Steigerwald’s book offers a sobering look at Sprigle's newspaper series, one that had huge implications on a nation that was deeply segregated in the North and South. This was in followup to Sprigle’s own book “Undercover in the Land of Jim Crow” based on his groundbreaking Post-Gazette series.
In 1948 most white Northerners had no comprehension of how egregiously unjust and unequal daily life was for the 10 million Black Americans living in the South. But that narrative was upended by Sprigle when as a famous white journalist from Pittsburgh, he went undercover and lived as a Black man in the Jim Crow South for a month.
With the blessing of the NAACP and its bold thinking executive secretary Walter White, John Wesley Dobbs, a historic black civil rights pioneer and political leader from Atlanta served as Sprigle’s host and protector during their meandering travels together throughout the South in 1948.
Boldly wanting to capture the lived experience of Black Americans under the oppressive and humiliating system of Jim Crow segregation, a heavily tanned Sprigle posed as a light-skinned NAACP field investigator from Pittsburgh, traversing the Deep South for a month.
Dobbs, who was 66 at the time, drove the uncommon duo from Savannah to the Mississippi Delta in a hulking ‘47 Mercury Eight. With Dobbs closely by his side, Sprigle visited with sharecroppers, local Black leaders, and families of lynching victims. He toured ramshackled Black schools and slept in the homes of prosperous Black farmers and doctors.
Sprigle later noted that the separate and unequal social, political and economic conditions he witnessed made him ashamed to be an American. His findings became fodder for his 21-part nationally syndicated newspaper series capturing his shocking experiences that stunned the White North, pissed off the White South and gave hope to millions of Blacks. It was the catalyst for the first national media debates about the future of legal segregation.
Called “ I Was a Negro in the South for 30 Days” Sprigle’s series was covered in both the Post-Gazette and in the nation’s largest Black weekly, the Pittsburgh Courier, the only Black newspaper that covered it. A number of other major papers like the New York Herald-Tribune and the Seattle Times began covering limited parts of the series under the title “In the Land of Crow.”
Steigerwald believes that Dobbs who he describes as a great political and social leader in the 1930s, 40s and 50s has never gotten the just recognition and publicity he deserves from modern day historians. The grandfather of Maynard Jackson Jr., the first black mayor of Atlanta, he considers Dobbs' travels with Sprigle to be his most daring and yet largely unknown accomplishment.

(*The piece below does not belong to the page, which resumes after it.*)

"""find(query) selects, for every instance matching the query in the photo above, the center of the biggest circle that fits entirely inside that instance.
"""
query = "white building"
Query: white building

Sprigle's enterprising journalistic feat came six years before Brown v. Board of Education, seven years ahead of the murder of Emmett Till, and thirteen before John Howard Griffin’s similar experiment and bestseller 'Black Like Me.'
Concludes Steigerwald:
“Sprigle and Dobbs were both great and accomplished men in 1948. Dobbs' role was kept a secret from the public for decades. But Sprigle often said that he could never have pulled off his pioneering journalism without Dobbs’ help.”
Their unique collaboration deserves to be celebrated both during Black History Month and as part of America’s broader Black historical legacy.